Acting Chief Immigration Officer Geraldine Ritter-Freeman has said an increasing number of public servants are not showing up for work because of an incessant mold issue plaguing government offices.
The high-ranking government official is now calling for immediate solutions for the problem.
While responding to the concerns, Acting Permanent Secretary in the Deputy Governor’s Office, Carolyn Stoutt-Igwe agreed that the working conditions were unfavourable and said the problem would be addressed.
However, Ritter-Freeman suggested that the acting permanent secretary was downplaying the issue.
“That (the mold issue) should not be minimized in any shape or form because there are serious cost implications as it relates to the existing structures that all of us are forced to work in … The fact is, a lot of the spaces have been compromised and the issue of health and safety should be paramount,” said Ritter-Freeman.
Make a priority
While speaking yesterday during a public consultation on the proposed recovery plan for the British Virgin Islands, Ritter-Freeman said the issue of mold should be part of in the recovery plan.
“I don’t see it in the document, but it should be prioritized and be taken at the utmost level in terms of prioritizing. As head of a [government] department, I am already seeing that leave forms are coming in with regards to persons who are being adversely affected by mold, etcetera,” she said.
“Human resources are our greatest assets and once we begin to underlook or underestimate the impact of the mold situation that we are facing in some of these spaces, I think it would be dire for us in the future.”
Policy to go before Cabinet in two weeks
While commenting further on the issue, Stoutt-Igwe said the government plans to make half of the Central Administration Complex in Road Town “habitable” while government works on a more “permanent solution for the other half.”
The permanent secretary claimed there were efforts in the last two years to implement a ‘Health and Safety Policy’ but the initiative was delayed because John Duncan was serving his final moments as governor.
She said Governor Agustus Jaspert will be taking on the task.
“We are taking that policy forward.

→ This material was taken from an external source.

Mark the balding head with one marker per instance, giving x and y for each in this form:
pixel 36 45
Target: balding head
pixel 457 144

It is on the agenda and because of all the concerns that are coming forward, we are advancing that within the next two weeks to the Cabinet,” Stoutt-Igwe said.
Ritter-Freeman, however, was not satisfied and wanted immediate results.
“Four months have gone and people are sitting in mold-affected areas and now we are starting to feel the fallout because leave forms are coming in and persons are just not coming to work because they say they are getting sick,” she lamented.
“There has to be something more immediate than putting forward a policy.”
Stoutt-Igwe then said she would raise the issue at the senior management level to determine the extent of the problem and the number of affected departments.
She said she will also evaluate the cost and the contractors who tackle molding.